- Born: September 12, 1953 Oosterhout, Netherlands
- Died: February 23, 1994 (aged 40) La Cañada Flintridge, California, United States
- Education: Eindhoven University of Technology
- Scientific career
- Fields: Computer science
- Workplaces: Eindhoven University of Technology, University of Twente, University of Groningen, California Institute of Technology
- Doctoral advisor: Martin Rem, Edsger Dijkstra
- Doctoral students: Peter Hofstee

= Jan L. A. van de Snepscheut =

Johannes Lambertus Adriana van de Snepscheut (/nl/; 12 September 1953 – 23 February 1994) was a Dutch computer scientist and educator.

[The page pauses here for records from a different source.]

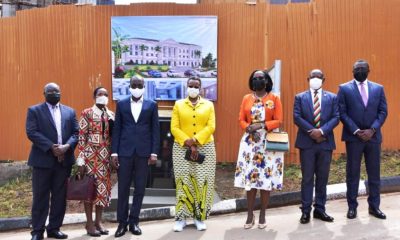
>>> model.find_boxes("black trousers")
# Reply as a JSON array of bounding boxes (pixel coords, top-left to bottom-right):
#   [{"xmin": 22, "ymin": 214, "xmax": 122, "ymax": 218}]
[
  {"xmin": 117, "ymin": 154, "xmax": 149, "ymax": 225},
  {"xmin": 300, "ymin": 146, "xmax": 332, "ymax": 214},
  {"xmin": 31, "ymin": 162, "xmax": 70, "ymax": 235}
]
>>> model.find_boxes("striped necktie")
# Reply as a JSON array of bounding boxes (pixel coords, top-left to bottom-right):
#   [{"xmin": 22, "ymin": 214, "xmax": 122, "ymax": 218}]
[{"xmin": 313, "ymin": 90, "xmax": 321, "ymax": 128}]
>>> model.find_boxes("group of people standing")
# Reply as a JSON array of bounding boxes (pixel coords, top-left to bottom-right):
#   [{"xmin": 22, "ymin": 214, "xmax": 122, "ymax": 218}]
[{"xmin": 26, "ymin": 59, "xmax": 387, "ymax": 240}]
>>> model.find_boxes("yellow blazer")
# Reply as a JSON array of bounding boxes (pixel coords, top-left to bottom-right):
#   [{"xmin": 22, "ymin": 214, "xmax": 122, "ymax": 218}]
[{"xmin": 171, "ymin": 97, "xmax": 216, "ymax": 146}]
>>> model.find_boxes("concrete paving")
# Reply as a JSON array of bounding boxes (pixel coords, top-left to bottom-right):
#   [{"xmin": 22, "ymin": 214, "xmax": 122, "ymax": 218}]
[{"xmin": 1, "ymin": 193, "xmax": 399, "ymax": 240}]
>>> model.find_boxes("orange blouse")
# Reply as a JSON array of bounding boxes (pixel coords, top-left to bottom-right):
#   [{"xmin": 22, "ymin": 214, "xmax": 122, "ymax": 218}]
[{"xmin": 238, "ymin": 93, "xmax": 283, "ymax": 131}]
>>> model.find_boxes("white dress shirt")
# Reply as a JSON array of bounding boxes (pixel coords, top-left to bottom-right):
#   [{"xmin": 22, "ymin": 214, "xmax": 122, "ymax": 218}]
[
  {"xmin": 131, "ymin": 96, "xmax": 144, "ymax": 122},
  {"xmin": 46, "ymin": 102, "xmax": 62, "ymax": 144}
]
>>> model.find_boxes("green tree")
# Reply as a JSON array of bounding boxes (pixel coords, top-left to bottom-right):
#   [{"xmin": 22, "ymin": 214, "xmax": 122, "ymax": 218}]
[
  {"xmin": 201, "ymin": 53, "xmax": 217, "ymax": 69},
  {"xmin": 111, "ymin": 27, "xmax": 130, "ymax": 66},
  {"xmin": 155, "ymin": 46, "xmax": 162, "ymax": 65}
]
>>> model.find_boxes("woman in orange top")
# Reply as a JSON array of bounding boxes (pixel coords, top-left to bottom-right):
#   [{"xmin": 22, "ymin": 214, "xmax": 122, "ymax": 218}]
[{"xmin": 234, "ymin": 70, "xmax": 283, "ymax": 229}]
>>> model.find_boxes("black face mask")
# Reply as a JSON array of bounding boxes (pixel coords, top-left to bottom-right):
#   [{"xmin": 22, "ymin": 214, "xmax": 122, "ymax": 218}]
[
  {"xmin": 252, "ymin": 78, "xmax": 266, "ymax": 91},
  {"xmin": 353, "ymin": 71, "xmax": 368, "ymax": 82},
  {"xmin": 46, "ymin": 93, "xmax": 61, "ymax": 105}
]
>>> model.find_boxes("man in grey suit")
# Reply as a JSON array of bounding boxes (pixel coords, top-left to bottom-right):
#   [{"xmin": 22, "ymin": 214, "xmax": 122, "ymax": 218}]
[
  {"xmin": 294, "ymin": 69, "xmax": 340, "ymax": 224},
  {"xmin": 338, "ymin": 60, "xmax": 388, "ymax": 220},
  {"xmin": 26, "ymin": 83, "xmax": 79, "ymax": 240}
]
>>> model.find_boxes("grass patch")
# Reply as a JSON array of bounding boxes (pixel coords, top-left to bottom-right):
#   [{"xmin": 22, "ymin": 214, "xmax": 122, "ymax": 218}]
[{"xmin": 0, "ymin": 173, "xmax": 32, "ymax": 218}]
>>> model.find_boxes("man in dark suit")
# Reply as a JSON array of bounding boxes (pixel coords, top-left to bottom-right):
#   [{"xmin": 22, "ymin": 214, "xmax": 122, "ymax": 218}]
[
  {"xmin": 294, "ymin": 69, "xmax": 340, "ymax": 224},
  {"xmin": 338, "ymin": 60, "xmax": 388, "ymax": 220},
  {"xmin": 111, "ymin": 76, "xmax": 160, "ymax": 237},
  {"xmin": 26, "ymin": 83, "xmax": 79, "ymax": 240}
]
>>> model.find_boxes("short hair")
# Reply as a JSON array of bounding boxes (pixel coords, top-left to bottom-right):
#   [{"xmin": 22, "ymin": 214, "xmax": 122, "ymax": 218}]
[
  {"xmin": 93, "ymin": 87, "xmax": 106, "ymax": 98},
  {"xmin": 187, "ymin": 76, "xmax": 202, "ymax": 87},
  {"xmin": 248, "ymin": 70, "xmax": 273, "ymax": 92},
  {"xmin": 353, "ymin": 59, "xmax": 369, "ymax": 69},
  {"xmin": 130, "ymin": 75, "xmax": 144, "ymax": 85}
]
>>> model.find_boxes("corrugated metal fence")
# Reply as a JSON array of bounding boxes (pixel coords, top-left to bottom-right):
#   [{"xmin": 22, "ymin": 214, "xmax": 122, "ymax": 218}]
[{"xmin": 1, "ymin": 1, "xmax": 399, "ymax": 164}]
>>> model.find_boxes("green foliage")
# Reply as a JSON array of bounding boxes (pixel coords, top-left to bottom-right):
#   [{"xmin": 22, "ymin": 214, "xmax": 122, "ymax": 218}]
[{"xmin": 201, "ymin": 53, "xmax": 217, "ymax": 69}]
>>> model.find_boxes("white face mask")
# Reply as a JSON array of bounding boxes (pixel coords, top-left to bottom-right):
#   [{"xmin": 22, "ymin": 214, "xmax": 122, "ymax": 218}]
[
  {"xmin": 309, "ymin": 77, "xmax": 323, "ymax": 90},
  {"xmin": 95, "ymin": 96, "xmax": 108, "ymax": 105},
  {"xmin": 187, "ymin": 87, "xmax": 200, "ymax": 98},
  {"xmin": 129, "ymin": 87, "xmax": 144, "ymax": 98}
]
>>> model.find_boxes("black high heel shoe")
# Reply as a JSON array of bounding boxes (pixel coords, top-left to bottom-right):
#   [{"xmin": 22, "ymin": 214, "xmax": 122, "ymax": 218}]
[
  {"xmin": 86, "ymin": 225, "xmax": 101, "ymax": 237},
  {"xmin": 95, "ymin": 224, "xmax": 109, "ymax": 235}
]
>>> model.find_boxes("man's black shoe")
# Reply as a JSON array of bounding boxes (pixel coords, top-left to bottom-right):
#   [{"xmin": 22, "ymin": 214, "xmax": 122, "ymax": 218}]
[
  {"xmin": 47, "ymin": 230, "xmax": 68, "ymax": 239},
  {"xmin": 369, "ymin": 208, "xmax": 386, "ymax": 219},
  {"xmin": 300, "ymin": 212, "xmax": 310, "ymax": 224},
  {"xmin": 129, "ymin": 224, "xmax": 142, "ymax": 235},
  {"xmin": 114, "ymin": 224, "xmax": 128, "ymax": 238},
  {"xmin": 347, "ymin": 208, "xmax": 357, "ymax": 219},
  {"xmin": 313, "ymin": 210, "xmax": 334, "ymax": 222}
]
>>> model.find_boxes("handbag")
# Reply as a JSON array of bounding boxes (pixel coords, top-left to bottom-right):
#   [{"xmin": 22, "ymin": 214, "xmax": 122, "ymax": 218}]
[
  {"xmin": 66, "ymin": 174, "xmax": 96, "ymax": 201},
  {"xmin": 265, "ymin": 132, "xmax": 290, "ymax": 152},
  {"xmin": 185, "ymin": 149, "xmax": 205, "ymax": 164}
]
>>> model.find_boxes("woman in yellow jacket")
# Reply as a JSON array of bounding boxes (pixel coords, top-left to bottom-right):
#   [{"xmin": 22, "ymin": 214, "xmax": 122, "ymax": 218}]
[{"xmin": 171, "ymin": 76, "xmax": 216, "ymax": 232}]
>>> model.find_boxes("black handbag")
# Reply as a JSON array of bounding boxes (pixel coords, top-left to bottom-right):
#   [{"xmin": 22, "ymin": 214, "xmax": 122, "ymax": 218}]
[{"xmin": 185, "ymin": 149, "xmax": 205, "ymax": 164}]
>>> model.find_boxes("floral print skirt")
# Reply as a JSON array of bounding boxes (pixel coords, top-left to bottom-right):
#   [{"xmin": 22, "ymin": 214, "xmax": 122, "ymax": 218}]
[{"xmin": 234, "ymin": 129, "xmax": 284, "ymax": 191}]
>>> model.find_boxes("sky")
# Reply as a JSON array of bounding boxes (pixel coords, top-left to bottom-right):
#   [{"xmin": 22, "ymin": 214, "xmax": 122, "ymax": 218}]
[{"xmin": 111, "ymin": 16, "xmax": 218, "ymax": 58}]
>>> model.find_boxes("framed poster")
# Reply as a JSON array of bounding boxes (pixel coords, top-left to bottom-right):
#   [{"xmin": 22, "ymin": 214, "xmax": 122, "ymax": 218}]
[{"xmin": 111, "ymin": 16, "xmax": 218, "ymax": 101}]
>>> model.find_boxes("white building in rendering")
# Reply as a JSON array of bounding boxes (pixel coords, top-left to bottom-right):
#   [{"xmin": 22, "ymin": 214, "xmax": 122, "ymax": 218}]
[{"xmin": 121, "ymin": 38, "xmax": 202, "ymax": 68}]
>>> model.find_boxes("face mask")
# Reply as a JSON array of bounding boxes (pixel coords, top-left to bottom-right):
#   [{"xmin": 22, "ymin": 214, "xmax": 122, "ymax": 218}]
[
  {"xmin": 187, "ymin": 87, "xmax": 200, "ymax": 98},
  {"xmin": 353, "ymin": 71, "xmax": 368, "ymax": 82},
  {"xmin": 45, "ymin": 93, "xmax": 61, "ymax": 105},
  {"xmin": 309, "ymin": 77, "xmax": 323, "ymax": 90},
  {"xmin": 252, "ymin": 77, "xmax": 266, "ymax": 91},
  {"xmin": 96, "ymin": 96, "xmax": 108, "ymax": 105},
  {"xmin": 129, "ymin": 87, "xmax": 144, "ymax": 98}
]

He was a student of Martin Rem and Edsger Dijkstra. At the time of his death, he was a professor of Computing Science at the California Institute of Technology. He was also developing an editor for proving theorems called "Proxac".

==Biography==

Van de Snepscheut graduated from the Eindhoven University of Technology as an electrical engineer in 1977, with a thesis advised by Frans E. J. Krusman Aretz from the mathematics department. During this time, he also co-founded a microprocessor company, and he would later found a second. After working for a year at the University of Twente, he returned to Eindhoven, where he earned his PhD in 1983. He then spent a year visiting the California Institute of Technology before starting as faculty at the University of Groningen. In 1988, van de Snepscheut moved with his family back to Caltech, where he continued his research career and published his book, What Computing Is All About.

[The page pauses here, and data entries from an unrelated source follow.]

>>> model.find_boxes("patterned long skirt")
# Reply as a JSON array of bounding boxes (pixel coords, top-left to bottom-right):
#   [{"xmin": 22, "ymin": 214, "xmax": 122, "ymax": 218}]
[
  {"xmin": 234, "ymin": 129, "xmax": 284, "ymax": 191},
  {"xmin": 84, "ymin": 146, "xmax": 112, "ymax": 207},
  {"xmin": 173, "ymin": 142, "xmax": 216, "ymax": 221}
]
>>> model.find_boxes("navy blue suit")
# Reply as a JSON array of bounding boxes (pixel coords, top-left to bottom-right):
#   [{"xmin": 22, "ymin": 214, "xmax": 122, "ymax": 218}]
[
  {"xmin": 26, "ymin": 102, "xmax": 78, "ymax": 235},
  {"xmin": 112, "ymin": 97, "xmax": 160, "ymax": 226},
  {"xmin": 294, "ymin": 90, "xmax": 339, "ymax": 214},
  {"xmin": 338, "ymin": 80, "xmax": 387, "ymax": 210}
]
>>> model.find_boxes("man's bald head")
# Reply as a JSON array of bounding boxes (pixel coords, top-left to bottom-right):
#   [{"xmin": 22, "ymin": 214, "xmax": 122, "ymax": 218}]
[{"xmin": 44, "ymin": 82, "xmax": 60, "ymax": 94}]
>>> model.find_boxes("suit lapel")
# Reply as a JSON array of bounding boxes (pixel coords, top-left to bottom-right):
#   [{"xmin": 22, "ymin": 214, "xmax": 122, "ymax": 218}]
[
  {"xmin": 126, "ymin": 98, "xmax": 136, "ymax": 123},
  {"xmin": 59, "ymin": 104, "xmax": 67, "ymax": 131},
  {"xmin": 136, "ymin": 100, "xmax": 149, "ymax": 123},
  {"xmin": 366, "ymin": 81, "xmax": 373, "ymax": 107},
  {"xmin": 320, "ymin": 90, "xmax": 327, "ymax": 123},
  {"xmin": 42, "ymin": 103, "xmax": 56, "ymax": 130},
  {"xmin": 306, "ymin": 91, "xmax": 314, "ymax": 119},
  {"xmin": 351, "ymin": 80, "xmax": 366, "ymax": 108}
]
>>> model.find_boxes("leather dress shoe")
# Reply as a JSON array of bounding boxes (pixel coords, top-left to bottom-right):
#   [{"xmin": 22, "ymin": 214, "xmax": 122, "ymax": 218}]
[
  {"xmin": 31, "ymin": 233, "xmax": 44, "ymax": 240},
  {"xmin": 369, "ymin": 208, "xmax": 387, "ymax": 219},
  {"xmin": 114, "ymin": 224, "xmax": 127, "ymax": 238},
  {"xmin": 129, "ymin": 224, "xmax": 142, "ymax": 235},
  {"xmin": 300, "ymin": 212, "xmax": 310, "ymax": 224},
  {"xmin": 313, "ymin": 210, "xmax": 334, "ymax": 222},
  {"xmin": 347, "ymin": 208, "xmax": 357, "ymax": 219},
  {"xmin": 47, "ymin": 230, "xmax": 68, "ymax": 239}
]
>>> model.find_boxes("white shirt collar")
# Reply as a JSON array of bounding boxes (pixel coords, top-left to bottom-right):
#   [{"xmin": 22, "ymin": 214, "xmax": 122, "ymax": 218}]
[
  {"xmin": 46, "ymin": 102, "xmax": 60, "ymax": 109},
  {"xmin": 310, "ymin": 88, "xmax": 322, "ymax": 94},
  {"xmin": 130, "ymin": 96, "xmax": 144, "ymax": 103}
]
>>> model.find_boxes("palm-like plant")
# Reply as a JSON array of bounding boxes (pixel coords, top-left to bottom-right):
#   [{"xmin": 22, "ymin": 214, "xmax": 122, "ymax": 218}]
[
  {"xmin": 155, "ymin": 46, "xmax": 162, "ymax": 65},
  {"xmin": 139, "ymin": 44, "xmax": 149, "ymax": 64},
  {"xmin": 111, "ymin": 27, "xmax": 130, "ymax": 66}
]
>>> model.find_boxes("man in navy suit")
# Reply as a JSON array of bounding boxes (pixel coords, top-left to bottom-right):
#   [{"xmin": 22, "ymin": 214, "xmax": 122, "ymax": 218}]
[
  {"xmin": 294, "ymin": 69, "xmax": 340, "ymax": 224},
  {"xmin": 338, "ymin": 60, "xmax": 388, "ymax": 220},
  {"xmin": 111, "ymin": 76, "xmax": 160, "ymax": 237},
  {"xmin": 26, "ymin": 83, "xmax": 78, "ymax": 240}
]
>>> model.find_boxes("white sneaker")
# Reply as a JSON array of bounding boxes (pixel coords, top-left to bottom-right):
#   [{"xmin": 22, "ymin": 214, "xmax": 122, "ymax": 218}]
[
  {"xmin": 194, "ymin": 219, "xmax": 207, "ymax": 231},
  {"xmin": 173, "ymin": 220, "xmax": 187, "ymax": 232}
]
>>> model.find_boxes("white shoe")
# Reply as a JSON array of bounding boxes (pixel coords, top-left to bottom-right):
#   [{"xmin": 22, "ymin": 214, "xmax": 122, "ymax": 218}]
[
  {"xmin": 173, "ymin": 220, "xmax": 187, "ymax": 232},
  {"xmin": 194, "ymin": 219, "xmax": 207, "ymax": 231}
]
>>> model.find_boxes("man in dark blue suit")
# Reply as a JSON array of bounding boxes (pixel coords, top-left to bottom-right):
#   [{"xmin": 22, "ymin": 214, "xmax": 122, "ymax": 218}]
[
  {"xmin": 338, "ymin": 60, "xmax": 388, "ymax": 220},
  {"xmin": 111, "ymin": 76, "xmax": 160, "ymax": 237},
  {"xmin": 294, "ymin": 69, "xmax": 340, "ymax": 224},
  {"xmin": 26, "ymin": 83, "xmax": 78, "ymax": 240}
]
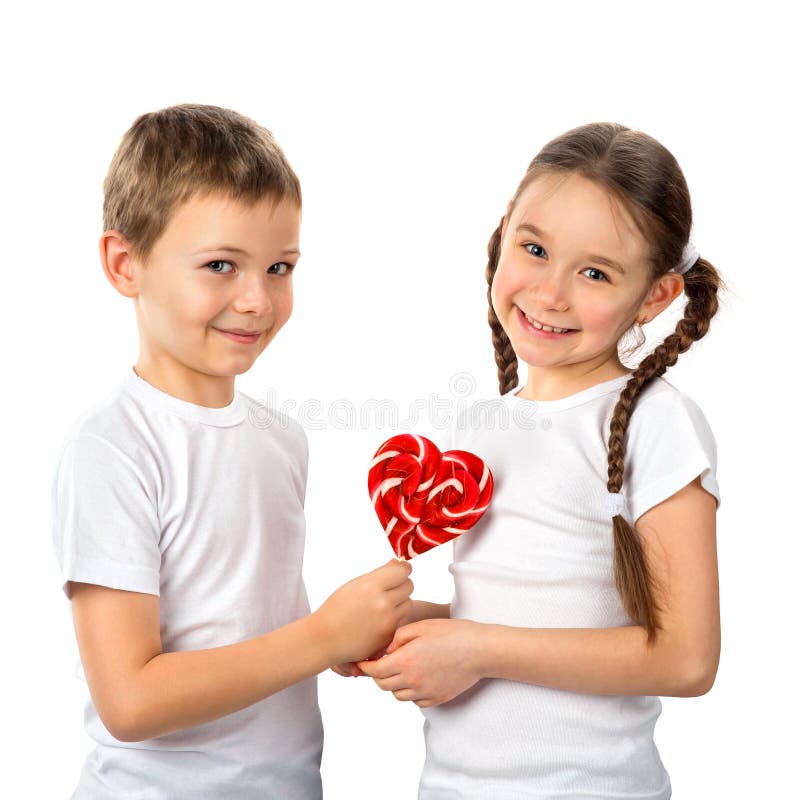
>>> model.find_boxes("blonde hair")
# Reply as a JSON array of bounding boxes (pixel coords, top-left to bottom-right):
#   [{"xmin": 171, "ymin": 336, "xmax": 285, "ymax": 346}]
[{"xmin": 102, "ymin": 104, "xmax": 301, "ymax": 260}]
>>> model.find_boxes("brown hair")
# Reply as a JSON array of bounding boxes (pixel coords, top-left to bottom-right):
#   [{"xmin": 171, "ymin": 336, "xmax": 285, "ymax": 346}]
[
  {"xmin": 485, "ymin": 122, "xmax": 726, "ymax": 643},
  {"xmin": 102, "ymin": 103, "xmax": 301, "ymax": 261}
]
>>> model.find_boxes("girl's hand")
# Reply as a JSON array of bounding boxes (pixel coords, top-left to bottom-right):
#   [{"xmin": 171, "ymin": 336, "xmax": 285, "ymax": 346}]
[
  {"xmin": 355, "ymin": 618, "xmax": 484, "ymax": 707},
  {"xmin": 330, "ymin": 599, "xmax": 442, "ymax": 678},
  {"xmin": 331, "ymin": 647, "xmax": 382, "ymax": 677},
  {"xmin": 330, "ymin": 649, "xmax": 383, "ymax": 677}
]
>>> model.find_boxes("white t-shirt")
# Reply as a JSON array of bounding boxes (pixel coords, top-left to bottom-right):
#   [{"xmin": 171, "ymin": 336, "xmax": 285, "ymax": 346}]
[
  {"xmin": 419, "ymin": 374, "xmax": 721, "ymax": 800},
  {"xmin": 51, "ymin": 369, "xmax": 323, "ymax": 800}
]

In the early morning hours of February 23, 1994, van de Snepscheut attacked his sleeping wife, Terre (elsewhere given as Trees), supposedly with an axe later found at the site. He then set their house on fire, and died as it burned around him. Terre and their three children, aged 14, 12, and 10, escaped their burning home.

==Selected bibliography==
- Trace Theory and VLSI Design, PhD thesis, entirely handwritten, including the index. Later published as Volume 200 of Lecture Notes in Computer Science.
- What computing is all about, a survey of selected fundamental topics in computer science, described by Dijkstra as "an absolute treasure, strongly reflecting both [van de Snepscheut's] excitement as a scientist and his dedication as an educator".